There are two ways to get the vaccine- the intramuscular and intranasal routes.

With intramuscular injections, you’ll need a needle that’s long enough to reach deep into your muscles. Using your non-dominant hand, pinch the muscle. Then, with your dominant hand, carefully insert the needle at a 90-degree angle. Do it with a quick thrust motion.

Push the plunger and inject the content of the syringe. With the IM route, you don’t need to aspirate. Once you’ve injected the content, carefully remove the needle and apply pressure to the site.

When it comes to intranasal administration of the live attenuated influenza vaccine, all you need to do is take off the rubber tip of the sprayer. The person receiving the vaccine should be in an upright position.
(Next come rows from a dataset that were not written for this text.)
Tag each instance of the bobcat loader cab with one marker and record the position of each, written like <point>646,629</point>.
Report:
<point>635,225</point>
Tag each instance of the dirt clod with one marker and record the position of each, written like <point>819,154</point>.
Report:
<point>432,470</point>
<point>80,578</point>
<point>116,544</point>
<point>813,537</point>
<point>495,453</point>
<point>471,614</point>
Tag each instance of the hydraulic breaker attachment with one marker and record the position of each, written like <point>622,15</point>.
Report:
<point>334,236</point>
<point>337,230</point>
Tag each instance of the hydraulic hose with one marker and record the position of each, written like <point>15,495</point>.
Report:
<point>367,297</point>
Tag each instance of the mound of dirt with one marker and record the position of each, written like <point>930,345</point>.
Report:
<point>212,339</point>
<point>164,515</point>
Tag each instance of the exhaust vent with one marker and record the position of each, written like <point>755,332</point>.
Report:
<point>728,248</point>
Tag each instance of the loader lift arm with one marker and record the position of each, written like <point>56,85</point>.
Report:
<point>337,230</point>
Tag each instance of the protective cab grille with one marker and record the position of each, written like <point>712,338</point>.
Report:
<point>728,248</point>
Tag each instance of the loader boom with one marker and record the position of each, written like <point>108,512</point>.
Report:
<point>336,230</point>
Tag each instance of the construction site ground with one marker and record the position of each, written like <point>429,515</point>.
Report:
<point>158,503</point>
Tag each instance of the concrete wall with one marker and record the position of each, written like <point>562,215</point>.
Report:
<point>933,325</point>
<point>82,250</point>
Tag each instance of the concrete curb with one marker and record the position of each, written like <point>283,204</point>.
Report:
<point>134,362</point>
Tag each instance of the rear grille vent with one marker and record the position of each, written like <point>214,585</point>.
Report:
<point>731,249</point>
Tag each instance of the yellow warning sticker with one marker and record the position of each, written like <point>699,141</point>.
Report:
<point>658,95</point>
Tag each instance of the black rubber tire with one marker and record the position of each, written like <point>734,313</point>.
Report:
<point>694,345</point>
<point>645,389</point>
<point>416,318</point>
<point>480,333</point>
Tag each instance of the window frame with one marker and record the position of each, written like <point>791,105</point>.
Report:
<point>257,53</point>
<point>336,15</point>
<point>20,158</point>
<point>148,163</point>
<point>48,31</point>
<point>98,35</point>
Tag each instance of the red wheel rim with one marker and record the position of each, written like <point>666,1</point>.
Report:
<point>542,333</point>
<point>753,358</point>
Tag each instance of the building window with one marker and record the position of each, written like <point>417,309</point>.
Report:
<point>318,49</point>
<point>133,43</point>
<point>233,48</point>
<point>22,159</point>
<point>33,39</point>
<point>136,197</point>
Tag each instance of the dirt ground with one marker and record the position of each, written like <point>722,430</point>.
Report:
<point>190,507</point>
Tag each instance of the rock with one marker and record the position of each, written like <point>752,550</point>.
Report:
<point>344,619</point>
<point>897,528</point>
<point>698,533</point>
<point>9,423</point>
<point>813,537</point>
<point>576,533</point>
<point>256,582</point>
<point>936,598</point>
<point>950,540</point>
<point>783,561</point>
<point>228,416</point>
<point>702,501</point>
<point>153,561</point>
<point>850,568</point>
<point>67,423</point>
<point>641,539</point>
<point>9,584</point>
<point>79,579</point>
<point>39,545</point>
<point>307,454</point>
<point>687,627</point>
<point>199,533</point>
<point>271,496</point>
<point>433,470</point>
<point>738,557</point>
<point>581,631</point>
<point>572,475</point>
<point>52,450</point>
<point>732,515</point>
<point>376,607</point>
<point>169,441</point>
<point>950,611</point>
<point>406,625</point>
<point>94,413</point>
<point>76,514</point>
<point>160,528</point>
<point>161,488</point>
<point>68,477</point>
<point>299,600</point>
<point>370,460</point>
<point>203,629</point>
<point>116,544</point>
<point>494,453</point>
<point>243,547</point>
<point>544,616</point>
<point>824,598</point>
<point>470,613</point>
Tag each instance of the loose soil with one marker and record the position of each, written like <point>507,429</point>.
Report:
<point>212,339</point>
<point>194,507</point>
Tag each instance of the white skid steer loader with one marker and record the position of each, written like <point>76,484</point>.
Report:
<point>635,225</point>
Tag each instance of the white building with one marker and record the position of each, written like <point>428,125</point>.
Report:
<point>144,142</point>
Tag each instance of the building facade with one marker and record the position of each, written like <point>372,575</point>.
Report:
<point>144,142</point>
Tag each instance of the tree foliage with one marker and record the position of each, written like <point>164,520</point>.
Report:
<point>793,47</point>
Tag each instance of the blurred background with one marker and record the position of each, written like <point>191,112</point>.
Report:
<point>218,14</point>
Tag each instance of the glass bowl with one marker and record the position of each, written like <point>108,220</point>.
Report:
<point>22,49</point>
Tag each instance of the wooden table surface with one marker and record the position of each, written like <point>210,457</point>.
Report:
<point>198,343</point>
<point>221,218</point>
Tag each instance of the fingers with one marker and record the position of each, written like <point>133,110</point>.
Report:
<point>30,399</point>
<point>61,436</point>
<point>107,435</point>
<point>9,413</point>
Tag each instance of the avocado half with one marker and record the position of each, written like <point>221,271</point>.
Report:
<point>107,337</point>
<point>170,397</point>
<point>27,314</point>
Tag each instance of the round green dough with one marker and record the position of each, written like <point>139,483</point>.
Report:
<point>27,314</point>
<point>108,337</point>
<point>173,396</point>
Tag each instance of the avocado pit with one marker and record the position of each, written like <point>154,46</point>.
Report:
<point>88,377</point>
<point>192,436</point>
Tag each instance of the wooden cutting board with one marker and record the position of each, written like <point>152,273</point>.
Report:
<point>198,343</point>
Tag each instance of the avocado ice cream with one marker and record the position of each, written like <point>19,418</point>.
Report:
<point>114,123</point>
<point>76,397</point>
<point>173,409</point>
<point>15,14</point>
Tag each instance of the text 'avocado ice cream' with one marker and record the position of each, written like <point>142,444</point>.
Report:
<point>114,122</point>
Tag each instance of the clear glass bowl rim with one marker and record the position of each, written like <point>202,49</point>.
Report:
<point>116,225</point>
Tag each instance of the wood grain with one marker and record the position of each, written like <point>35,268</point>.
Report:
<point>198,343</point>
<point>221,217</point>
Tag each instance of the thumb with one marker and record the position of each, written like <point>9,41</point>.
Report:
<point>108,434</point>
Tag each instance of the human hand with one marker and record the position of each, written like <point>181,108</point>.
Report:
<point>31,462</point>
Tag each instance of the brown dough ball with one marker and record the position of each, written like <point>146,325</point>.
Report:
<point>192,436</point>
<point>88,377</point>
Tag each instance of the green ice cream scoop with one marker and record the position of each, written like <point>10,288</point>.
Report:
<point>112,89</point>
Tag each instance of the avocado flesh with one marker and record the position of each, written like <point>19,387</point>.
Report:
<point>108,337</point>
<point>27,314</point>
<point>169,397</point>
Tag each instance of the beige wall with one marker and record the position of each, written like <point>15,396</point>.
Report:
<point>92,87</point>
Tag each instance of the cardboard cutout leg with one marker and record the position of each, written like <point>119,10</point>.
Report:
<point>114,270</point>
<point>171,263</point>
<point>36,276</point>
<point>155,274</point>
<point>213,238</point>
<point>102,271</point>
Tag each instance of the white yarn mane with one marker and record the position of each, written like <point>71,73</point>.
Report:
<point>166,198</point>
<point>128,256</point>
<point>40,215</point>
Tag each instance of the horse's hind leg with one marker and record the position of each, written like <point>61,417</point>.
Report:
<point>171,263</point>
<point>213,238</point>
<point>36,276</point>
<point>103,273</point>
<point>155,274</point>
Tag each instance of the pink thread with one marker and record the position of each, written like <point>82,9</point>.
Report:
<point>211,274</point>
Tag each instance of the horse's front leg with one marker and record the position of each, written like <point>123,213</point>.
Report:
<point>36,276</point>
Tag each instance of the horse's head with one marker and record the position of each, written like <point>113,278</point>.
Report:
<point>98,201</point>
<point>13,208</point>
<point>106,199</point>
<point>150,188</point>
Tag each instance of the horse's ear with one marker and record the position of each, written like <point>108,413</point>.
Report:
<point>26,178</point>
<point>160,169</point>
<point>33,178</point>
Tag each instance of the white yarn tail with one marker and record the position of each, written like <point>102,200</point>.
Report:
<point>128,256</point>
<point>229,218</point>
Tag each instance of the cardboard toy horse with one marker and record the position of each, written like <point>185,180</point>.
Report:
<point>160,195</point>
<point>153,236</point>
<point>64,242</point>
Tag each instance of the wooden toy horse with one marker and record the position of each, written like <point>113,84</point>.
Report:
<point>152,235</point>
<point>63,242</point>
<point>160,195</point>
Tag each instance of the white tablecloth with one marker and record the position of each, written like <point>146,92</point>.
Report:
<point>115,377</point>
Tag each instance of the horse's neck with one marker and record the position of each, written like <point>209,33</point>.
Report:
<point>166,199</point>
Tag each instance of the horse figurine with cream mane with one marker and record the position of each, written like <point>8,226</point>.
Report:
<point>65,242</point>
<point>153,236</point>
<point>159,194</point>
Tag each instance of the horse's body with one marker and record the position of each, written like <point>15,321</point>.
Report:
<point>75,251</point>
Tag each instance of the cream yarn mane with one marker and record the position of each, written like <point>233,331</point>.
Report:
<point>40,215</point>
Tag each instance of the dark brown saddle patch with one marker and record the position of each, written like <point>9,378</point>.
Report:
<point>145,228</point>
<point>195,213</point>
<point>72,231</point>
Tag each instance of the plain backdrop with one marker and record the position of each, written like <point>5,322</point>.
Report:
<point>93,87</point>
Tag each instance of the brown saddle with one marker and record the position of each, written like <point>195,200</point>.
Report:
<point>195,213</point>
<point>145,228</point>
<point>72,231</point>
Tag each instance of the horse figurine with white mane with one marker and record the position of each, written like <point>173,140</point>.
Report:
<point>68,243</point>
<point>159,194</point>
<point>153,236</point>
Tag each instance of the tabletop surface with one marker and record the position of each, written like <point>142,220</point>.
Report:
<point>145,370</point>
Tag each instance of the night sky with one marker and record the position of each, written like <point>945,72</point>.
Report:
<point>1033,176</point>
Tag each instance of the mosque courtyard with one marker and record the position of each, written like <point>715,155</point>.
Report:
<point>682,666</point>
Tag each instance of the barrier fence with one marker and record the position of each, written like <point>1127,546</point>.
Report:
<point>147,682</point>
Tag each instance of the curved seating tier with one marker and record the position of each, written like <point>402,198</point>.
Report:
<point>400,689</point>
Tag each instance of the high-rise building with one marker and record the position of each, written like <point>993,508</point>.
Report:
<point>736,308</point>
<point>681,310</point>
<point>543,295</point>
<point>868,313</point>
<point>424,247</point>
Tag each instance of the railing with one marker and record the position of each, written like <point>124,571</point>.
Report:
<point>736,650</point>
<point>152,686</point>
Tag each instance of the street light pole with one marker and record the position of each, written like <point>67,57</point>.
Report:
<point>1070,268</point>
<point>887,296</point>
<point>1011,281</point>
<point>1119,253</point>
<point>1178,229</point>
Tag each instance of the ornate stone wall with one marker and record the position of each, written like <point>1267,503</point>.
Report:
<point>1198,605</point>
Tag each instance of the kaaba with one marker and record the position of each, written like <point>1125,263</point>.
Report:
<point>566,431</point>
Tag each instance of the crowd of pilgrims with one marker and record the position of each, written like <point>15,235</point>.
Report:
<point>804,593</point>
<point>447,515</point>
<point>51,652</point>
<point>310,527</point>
Place the tip inside his nostril. Once inside, press the plunger as quickly as possible. Remove the dose-divider clip you can find at the end of the sprayer. Do the same steps in administering the vaccine to the other nostril.

The Common Side Effects of the Flu Vaccine

Even though you won’t get the flu illness after getting the vaccine, you still have to watch out for other side effects. They are mild and short-lasting so you don’t have to worry that much.

Some of the side effects you have to keep an eye out for include:

  • Muscle aches
  • Soreness or swelling on the area where the vaccine was administered
  • Headache
  • Nasal congestion
  • Low-grade fever
  • Fatigue
  • Nausea

Some of these side effects may appear similar to the signs and symptoms of Covid-19. If you aren’t sure what you have, it’s best to see your doctor and get a proper assessment. The flu vaccine is not a cure for Covid-19.